Dilma vem sendo aconselhada a recorrer a todos os mecanismos possíveis para conter o derretimento do dólar antes de se partir para a chamada quarentena, que fixa um prazo para que os recursos estrangeiros saiam do Brasil. O argumento é o de que tal restrição pode afastar do país, além do capital especulativo, os investimentos produtivos. Mas não é só: por não dispor de uma poupança interna suficiente, a economia brasileira precisa se financiar fora no mercado internacional. A projeção oficial é de que o rombo nas contas externas deste ano passará dos US$ 60 bilhões. E, no ano que vem, o buraco encostará nos US$ 100 bilhões.
"Não adianta irmos com tudo para o ataque. O mercado de câmbio merece um acompanhamento constante. À medida que forem necessárias ações para corrigir distorções, como as que estamos vendo, agiremos imediatamente", disse um dos mais próximos assessores de Dilma. Segundo ele, além do recolhimento compulsório sobre a posição vendida dos bancos no câmbio (venda da moeda norte-americana para entrega futura), o governo pode aumentar a alíquota de 6% do Imposto sobre Operações Financeiras (IOF) incidente sobre os investimentos estrangeiros em renda fixa. Também poderá restringir os negócios nas bolsas de valores.
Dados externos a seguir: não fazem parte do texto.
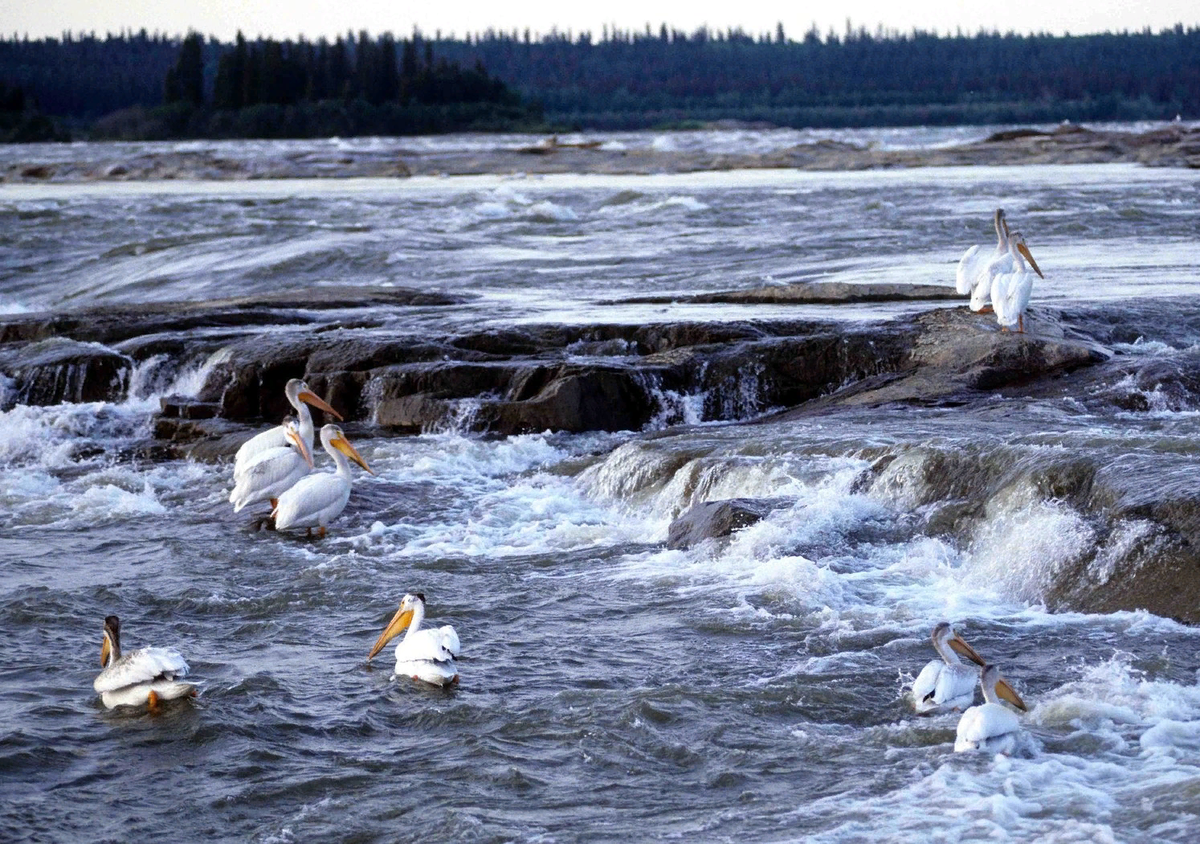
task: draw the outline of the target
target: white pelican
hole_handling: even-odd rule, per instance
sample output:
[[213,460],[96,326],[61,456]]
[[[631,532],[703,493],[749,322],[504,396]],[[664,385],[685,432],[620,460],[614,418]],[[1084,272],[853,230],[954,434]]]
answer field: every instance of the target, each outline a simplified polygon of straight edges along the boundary
[[436,630],[422,630],[425,618],[425,596],[420,592],[405,595],[400,609],[392,616],[387,627],[379,634],[375,646],[367,659],[383,650],[383,646],[396,638],[401,630],[408,628],[400,644],[396,645],[395,677],[412,677],[435,686],[447,686],[458,682],[458,666],[454,658],[461,647],[458,634],[449,624]]
[[[918,715],[964,709],[975,702],[975,684],[983,657],[943,621],[933,628],[933,648],[941,657],[926,663],[913,682],[913,707]],[[975,665],[964,665],[962,654]]]
[[1045,276],[1038,268],[1037,261],[1029,254],[1029,247],[1025,245],[1025,238],[1020,232],[1009,235],[1008,251],[1012,256],[1012,269],[992,277],[992,307],[996,310],[996,321],[1000,323],[1001,331],[1008,331],[1015,325],[1024,334],[1025,309],[1029,307],[1029,296],[1033,292],[1033,273],[1025,269],[1025,260],[1029,261],[1033,272],[1041,278]]
[[153,712],[159,701],[195,697],[196,687],[177,677],[188,673],[188,664],[171,648],[140,648],[121,653],[121,620],[104,619],[104,644],[100,646],[104,670],[92,686],[109,709],[116,706],[148,706]]
[[282,427],[287,445],[255,453],[236,476],[233,491],[229,493],[233,512],[240,513],[243,507],[256,501],[270,501],[273,508],[280,494],[312,469],[312,452],[300,435],[300,425],[295,419],[288,419]]
[[[288,381],[287,386],[283,388],[283,392],[287,396],[288,404],[296,408],[296,418],[300,420],[300,436],[304,439],[308,450],[312,451],[313,421],[312,414],[308,411],[308,405],[311,404],[313,407],[319,407],[338,420],[342,418],[342,414],[330,407],[323,398],[310,390],[308,385],[299,378],[293,378],[291,381]],[[268,448],[285,448],[287,444],[287,435],[284,433],[283,425],[268,428],[261,434],[255,434],[246,440],[242,443],[242,447],[237,450],[237,454],[233,458],[234,482],[236,483],[238,476],[246,471],[246,467],[254,455]]]
[[321,445],[329,452],[337,469],[305,475],[281,493],[271,511],[276,530],[302,527],[308,528],[311,535],[315,527],[317,536],[324,536],[326,525],[346,509],[346,502],[350,500],[350,462],[346,458],[375,474],[337,425],[326,425],[321,429]]
[[958,719],[954,752],[986,750],[989,753],[1012,753],[1017,746],[1021,721],[1000,699],[1007,700],[1022,712],[1028,711],[1025,701],[1000,678],[1000,669],[995,665],[984,666],[979,682],[983,686],[985,702],[972,706]]
[[[1005,236],[1008,234],[1008,223],[1004,219],[1004,209],[997,208],[993,218],[996,224],[996,246],[989,250],[986,243],[972,246],[963,253],[958,262],[958,272],[955,273],[954,289],[960,295],[971,296],[971,310],[979,313],[987,307],[986,297],[991,289],[989,265],[997,258],[1008,255],[1008,244]],[[977,292],[978,291],[978,292]]]

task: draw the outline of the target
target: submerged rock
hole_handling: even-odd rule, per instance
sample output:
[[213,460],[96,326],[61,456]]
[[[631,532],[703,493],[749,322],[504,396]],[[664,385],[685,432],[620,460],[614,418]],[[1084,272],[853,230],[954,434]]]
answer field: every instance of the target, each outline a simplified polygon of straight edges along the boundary
[[667,547],[691,548],[706,539],[729,536],[762,521],[772,510],[777,510],[786,503],[782,500],[758,498],[699,501],[671,522],[671,526],[667,528]]

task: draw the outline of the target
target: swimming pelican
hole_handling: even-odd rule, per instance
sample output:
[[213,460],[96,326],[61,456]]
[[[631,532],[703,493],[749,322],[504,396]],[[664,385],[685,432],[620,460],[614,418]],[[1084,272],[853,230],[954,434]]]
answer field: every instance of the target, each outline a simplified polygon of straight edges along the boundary
[[971,295],[971,310],[976,313],[984,312],[988,306],[986,297],[991,289],[992,280],[988,274],[989,265],[997,258],[1008,255],[1008,244],[1005,242],[1008,223],[1004,219],[1003,208],[996,209],[993,222],[996,225],[995,248],[989,251],[986,243],[972,246],[963,253],[958,262],[958,272],[955,273],[954,289],[963,296]]
[[[338,420],[341,420],[342,414],[330,407],[323,398],[310,390],[308,385],[299,378],[293,378],[291,381],[288,381],[287,386],[283,388],[283,392],[287,396],[288,404],[296,408],[296,418],[300,420],[300,436],[304,439],[308,450],[312,451],[313,421],[312,414],[308,411],[308,405],[311,404],[313,407],[319,407]],[[234,482],[236,483],[239,476],[246,471],[250,459],[254,455],[268,448],[285,448],[287,444],[287,435],[284,433],[282,425],[268,428],[261,434],[256,434],[246,440],[242,443],[242,447],[237,450],[237,454],[233,458]]]
[[[941,659],[926,663],[913,682],[913,707],[917,714],[932,715],[970,706],[975,702],[975,684],[979,682],[976,666],[984,664],[983,657],[945,621],[933,628],[933,648]],[[958,654],[975,665],[964,665]]]
[[300,435],[299,423],[288,419],[282,427],[287,445],[255,453],[237,476],[233,491],[229,493],[233,512],[240,513],[243,507],[256,501],[270,501],[274,508],[280,494],[312,469],[312,452]]
[[326,525],[346,509],[346,502],[350,500],[350,462],[346,458],[375,474],[337,425],[326,425],[321,429],[321,445],[333,458],[337,469],[305,475],[281,493],[271,511],[276,530],[302,527],[308,528],[312,535],[315,527],[317,536],[324,536]]
[[458,666],[454,658],[461,649],[458,633],[449,624],[436,630],[422,630],[425,618],[425,596],[420,592],[405,595],[400,609],[392,616],[387,627],[379,634],[375,646],[367,659],[383,650],[383,646],[408,628],[400,644],[396,645],[395,677],[412,677],[435,686],[446,686],[458,682]]
[[1025,238],[1020,232],[1009,235],[1008,251],[1012,256],[1013,268],[992,277],[992,307],[996,310],[996,321],[1000,323],[1001,331],[1008,331],[1015,325],[1024,334],[1025,309],[1029,307],[1029,296],[1033,292],[1033,273],[1025,269],[1025,260],[1029,261],[1033,272],[1041,278],[1045,276],[1038,268],[1037,261],[1029,254],[1029,247],[1025,245]]
[[984,666],[979,682],[983,686],[985,702],[972,706],[958,719],[954,752],[986,750],[989,753],[1012,753],[1017,746],[1021,721],[1000,700],[1003,698],[1022,712],[1028,712],[1025,701],[1000,678],[1000,669],[995,665]]
[[145,705],[154,712],[158,709],[159,701],[196,696],[194,685],[176,680],[188,673],[188,664],[178,651],[171,648],[140,648],[122,654],[121,620],[115,615],[104,619],[100,664],[104,670],[92,686],[109,709]]

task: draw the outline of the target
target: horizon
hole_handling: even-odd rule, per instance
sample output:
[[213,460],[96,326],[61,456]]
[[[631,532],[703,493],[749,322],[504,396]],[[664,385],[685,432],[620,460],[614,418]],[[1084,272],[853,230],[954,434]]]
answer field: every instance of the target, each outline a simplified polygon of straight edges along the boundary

Para um técnico do Ministério da Fazenda, dizer que o governo está querendo elevar a cotação do dólar no "no gogó, no grito", é subestimar a capacidade da equipe econômica de agir a tempo e a hora. "Há três dias, o dólar está em alta. E vai continuar assim, até se situar em um nível aceitável. O que não pode é continuar a farra da especulação , que custa caro para o setor produtivo", frisou.
Arsenal à disposição
Veja as medidas já tomadas pelo governo para conter a alta do real frente ao dólar
24 de março de 2010
O Banco Central unifica mais de 60 normas relativas ao mercado de câmbio em apenas uma, para simplificar as operações com recursos estrangeiros no Brasil, além de reduzir os custos das transações para as empresas. A medida permitiu que companhias mantivessem no exterior os ganhos com a venda de ações. O então presidente do BC, Henrique Meirelles, admitiu na época que a decisão facilitaria a saída de dólares do país, o que, teoricamente, poderia elevar a cotação do dólar ante o real.
Abril a setembro de 2010

O Banco Central passa a fazer dois leilões diários de compra de dólares no mercado à vista, para enxugar o excesso de recursos estrangeiros em circulação na economia. A dupla intervenção é temporariamente suspensa, mas depois retomada, já que o dólar continuou a se desvalorizar.

20 de setembro de 2010
O Banco Central reduz a duração dos leilões de compra de dólares de 10 para apenas cinco minutos.
4 de outubro de 2010
O governo dobra para 4% a alíquota do Imposto sobre Operações Financeiras (IOF) incidente sobre investimentos estrangeiros em renda fixa (títulos públicos, principalmente).

18 de outubro de 2010

O governo eleva, de 4% para 6%, a alíquota do IOF sobre investimentos estrangeiros em renda fixa e no mercado de derivativos. Além disso, a taxação sobre as garantias dadas por estrangeiros para negócios com dólar no mercado futuro sobe de 0,38% para 6%.

20 de outubro de 2010
O Conselho Monetário Nacional (CMN) fecha brechas no mercado futuro de câmbio para evitar que os investidores estrangeiros burlem o pagamento do IOF maior.
31 de dezembro de 2010
O governo reduz impostos sobre investimentos estrangeiros em fundos de private equity (capital de risco)e sobre alguns investimentos em ações para tentar aumentar o financiamento de longo prazo no país e desestimular o capital de curto prazo, especulativo. O IOF caiu de 6% para 2%.
6 de janeiro de 2011
O Banco Central institui o recolhimento compulsório
de 60% sobre as apostas dos bancos contra o dólar. A medida poderá retirar até US$ 7 bilhões dos caixas das instituições financeiras.